На горизонте появился батальон вражеских танков. Как раз был обед, и комбат распорядился выдать спирт. Все выпили, кроме меня. Я был молод, и, понятно, мне не нравился вкус этой отвратительно пахнущей жидкости. Но самое главное опыт... Опыт, который чуть было не стоил мне жизни. Это было в пору, когда я окончил летное училище и перед первым своим боевым вылетом получил «сто грамм». Пятьдесят граммов спирта!.. Будто «рот заливали свинцом и оловом», глаза чуть не выскочили из орбит, но самое страшное было впереди. Самолет, всегда такой послушный в учебных полетах, взбунтовался. И мои какие-то ватные ноги и руки не могли с ним совладать. Руки, ноги, ещё куда ни шло, вот голова... Голова куда-то плыла, все реакции замедлились.

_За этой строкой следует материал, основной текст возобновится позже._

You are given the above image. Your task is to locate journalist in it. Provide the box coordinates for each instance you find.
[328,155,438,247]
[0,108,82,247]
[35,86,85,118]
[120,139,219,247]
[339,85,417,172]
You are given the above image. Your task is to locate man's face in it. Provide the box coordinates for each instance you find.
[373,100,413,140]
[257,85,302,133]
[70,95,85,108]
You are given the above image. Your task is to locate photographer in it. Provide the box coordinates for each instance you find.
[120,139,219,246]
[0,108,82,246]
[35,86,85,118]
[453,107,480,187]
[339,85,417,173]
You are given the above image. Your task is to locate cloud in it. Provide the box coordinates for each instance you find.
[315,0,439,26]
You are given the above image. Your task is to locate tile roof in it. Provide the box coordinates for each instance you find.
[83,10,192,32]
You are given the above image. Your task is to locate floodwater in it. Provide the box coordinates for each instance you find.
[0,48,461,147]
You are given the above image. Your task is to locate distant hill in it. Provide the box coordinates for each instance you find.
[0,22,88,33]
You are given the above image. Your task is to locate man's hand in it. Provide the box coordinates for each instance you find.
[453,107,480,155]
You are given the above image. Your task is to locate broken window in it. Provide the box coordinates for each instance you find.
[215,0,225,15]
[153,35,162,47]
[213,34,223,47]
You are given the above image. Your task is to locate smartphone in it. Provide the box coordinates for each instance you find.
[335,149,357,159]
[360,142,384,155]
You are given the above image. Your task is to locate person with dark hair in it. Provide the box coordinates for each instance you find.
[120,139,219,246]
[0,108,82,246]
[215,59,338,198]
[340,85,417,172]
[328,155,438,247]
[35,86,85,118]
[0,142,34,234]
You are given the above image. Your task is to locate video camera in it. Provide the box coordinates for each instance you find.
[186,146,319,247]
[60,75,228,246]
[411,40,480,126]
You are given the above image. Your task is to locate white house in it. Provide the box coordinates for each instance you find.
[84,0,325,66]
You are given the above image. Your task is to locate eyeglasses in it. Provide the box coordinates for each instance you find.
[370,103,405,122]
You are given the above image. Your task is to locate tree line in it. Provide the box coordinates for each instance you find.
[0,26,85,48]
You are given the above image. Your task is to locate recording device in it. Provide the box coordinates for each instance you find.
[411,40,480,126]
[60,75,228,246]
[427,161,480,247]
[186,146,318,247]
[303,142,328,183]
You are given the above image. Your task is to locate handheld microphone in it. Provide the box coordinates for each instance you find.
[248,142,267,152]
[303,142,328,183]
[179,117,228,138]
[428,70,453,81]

Как мы посадили самолет, одному Богу известно. И уже потом, когда твердо, широко расставив ноги, стоял на такой, до боли родной Земле, понял: это мое новое рождение. И тут я принял решение: перед боем — не пить!
...У черты горизонта — танки. За каждым при рассмотрении в бинокль угадывались другие. Шли гусиным строем. Пушкари заняли боевые места, таращат осоловелые глаза. Я рассчитывал координаты: угол места целей, азимут. Подал команду: один залп, другой...Снаряды поднимали столбики земли, но все мимо. Снова залпы. И снова мимо. Танки развернулись и скрылись в тумане. Мы все молчали, удрученные неудачей. Орудийщики винили меня, подозревая ошибку в расчетах, а я винил наводчиков. Однако, не исключал и своей ошибки, а потому и не решался их бранить. Командир же батареи кричал на всех сразу: «Мазилы! Вам по коровам стрелять, а не по танкам». Подбежал ко мне, замахнулся биноклем: «Какие вы к черту, артиллеристы! В штрафную роту! Всех в штрафную!»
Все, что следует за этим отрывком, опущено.